5.BÖLÜM

3.8K 128 20
                                    

💎
"Sana yapacaklarımın listesi kabarıyor yalancı. Artık sonsuza kadar burada esir olacaksın..."

Söylediklerine anlam veremesem de derin bir nefes çektim içime

"Bırak beni"

"Kaçmaya çalışmamak senin yararına olur Ayça...savaşmayı kes!"

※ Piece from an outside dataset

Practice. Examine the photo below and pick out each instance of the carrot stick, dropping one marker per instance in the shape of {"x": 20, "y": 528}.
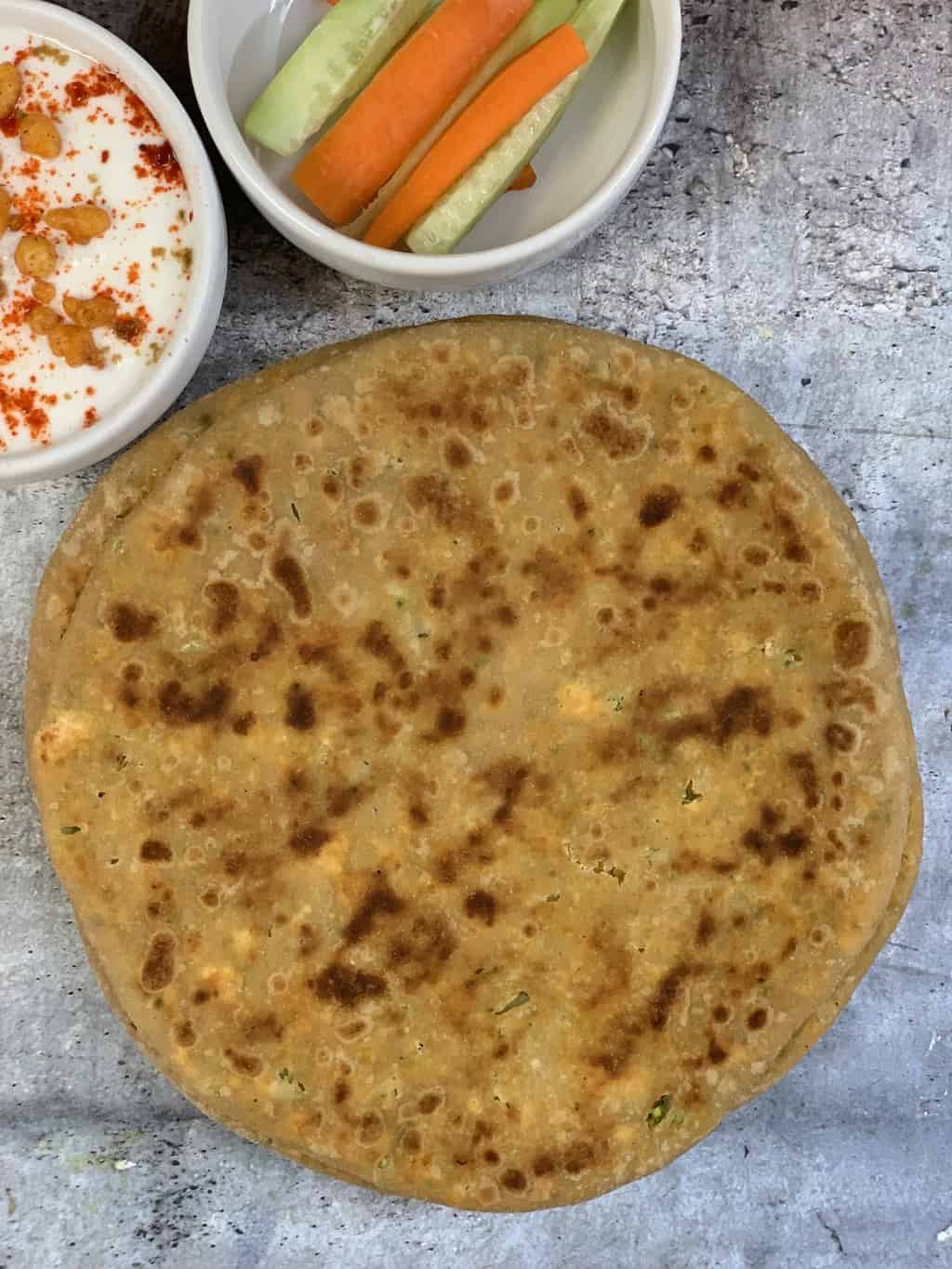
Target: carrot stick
{"x": 402, "y": 103}
{"x": 525, "y": 179}
{"x": 496, "y": 111}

"Asla...ne olacağı da ne yapacağın da umrumda değil! Senden kurtulmak için asla durmicam"

"Bu senin zararına olur" bulunduğumuz durumu belli etmek ister gibi elini tişörtümden içeri sokup belimi okşadığında sinirle altında çırpınıp bağırdım

"Çek şu siktiğimin ellerini!"

"Ne kadar da küfürbazsın Ayça...ailen sana terbiye vermedi mi hiç? Çok ayıp" hareketlerim aniden dururken sertçe yutkundum

Aile mi...

Hangi aile?

Dayakla büyümüş birisi olarak beni büyüten kişilere ailem demem ne kadar içten olabilir ki?

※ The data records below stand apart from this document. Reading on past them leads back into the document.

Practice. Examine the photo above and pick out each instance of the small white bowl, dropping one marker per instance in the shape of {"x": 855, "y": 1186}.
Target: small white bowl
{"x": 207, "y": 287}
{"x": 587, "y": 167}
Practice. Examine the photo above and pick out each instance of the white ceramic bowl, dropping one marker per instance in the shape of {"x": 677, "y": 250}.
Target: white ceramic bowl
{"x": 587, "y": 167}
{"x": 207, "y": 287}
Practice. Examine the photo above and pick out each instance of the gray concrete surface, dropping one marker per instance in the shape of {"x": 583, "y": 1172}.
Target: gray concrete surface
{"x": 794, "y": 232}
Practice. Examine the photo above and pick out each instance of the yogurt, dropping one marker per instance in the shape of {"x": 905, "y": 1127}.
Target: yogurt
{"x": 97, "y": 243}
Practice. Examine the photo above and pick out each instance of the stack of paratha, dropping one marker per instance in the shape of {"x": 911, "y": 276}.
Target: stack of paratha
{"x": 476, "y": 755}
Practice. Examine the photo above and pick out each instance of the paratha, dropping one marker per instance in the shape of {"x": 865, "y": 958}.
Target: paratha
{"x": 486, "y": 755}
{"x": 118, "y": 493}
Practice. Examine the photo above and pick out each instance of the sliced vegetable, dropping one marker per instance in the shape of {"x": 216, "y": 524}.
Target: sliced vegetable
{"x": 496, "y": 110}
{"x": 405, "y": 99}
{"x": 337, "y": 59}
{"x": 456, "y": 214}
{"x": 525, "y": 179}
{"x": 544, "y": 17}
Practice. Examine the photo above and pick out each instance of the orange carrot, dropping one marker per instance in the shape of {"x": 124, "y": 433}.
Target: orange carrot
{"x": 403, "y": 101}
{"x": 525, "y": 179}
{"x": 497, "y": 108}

Hâlâ vücudumda izleri saklı olan yara izlerinin sahiplerine nasıl ailem diyebilirim ki ben?

Gözümden akan yaşla gözlerimi kapatırken titrek bir nefes verdim

"Kalk üstümden" bitik çıkan sesimle kısa bir an sessizlik olsa da üstümden kalkmasıyla birkaç saniye daha bu şekilde durup ayağa kalktım. Luna ağacın önünde oturmuş beni izlerken yanıma gelerek dizime sürttü başını. Yüzümde hafif bir gülümseme olurken Luna'yı kucağıma alarak burnundan öptüm

Ailem Luna'ydı benim.

"Yürü" Kutay'ın sesiyle kısa bir an ona baksam da birşey demeden yürümeye başladım

Sonraki kaçışlarda görüşücez artık...

💎
Eve geri döndükten sonra Sanem dal yüzünden çizilen alnıma yara bandı yapıştırıp odaya gitmeme izin vermişti. Odadan hiç çıkmamış yatakta Luna'yla birlikte yatıyordum. İki üç saatin geçmesine rağmen ne odaya giren oldu, ne de başka birşey.

Yemek yerken eve giren kişilerin kim olduklarını da, neden burada olduklarını da bilmiyordum. Merak da etmiyordum doğrusu...
Luna'nın patilerini tutmuş oynarken kapının çalıp içeriye Sanem'in girmesiyle başımı ona çevirdim. Gülümseyerek yanıma gelirken elindeki tepsiyi masanın üstüne bıraktı

"Sana yemek getirdim acıkmışsındır

"Acıkmadım" sesli bir nefes verip yanıma otururken elini dostça omzuma koydu. Tabi bu dostluğun ne kadar samimi (!) oluşu tartışılırdı...

"Yemek yemen lazım Ayça. Kahvaltıda da birşey yemedin neredeyse zaten" omzumu silkerek Luna'ya döndüğümde yataktan yere inerek hafif açık olan kapıdan çıktı

"Pekâlâ ne istiyorsun?"

"Eve gitmek istiyorum götürür müsün?" Bakışlarını kaçırdığında alayla güldüm

"Bende öyle düşünmüştüm"

"Ayça aslında Kutay çok kötü birisi değildir...tamam çoğunlukla kötü ama yine de hâlâ sana birşey yapmadı ve normal davranıp seni anlamaya çalışıyor"

"Ne yani bunun için gidip birde teşekkür mü edicem ona?" Başını iki yana sallarken omzumdaki elini çekip sırt üstü yatağa uzandı

"Hayır sadece biraz sabret ve üstüne gitme. Eminim seni bırakır"

Yalan...

Beni bırakmayacaktı.
O kadar şey yaptıktan sonra mutlaka bana bir ceza verirdi. Sadece dün ve bugün birşey yapmamış doğal davranmıştı.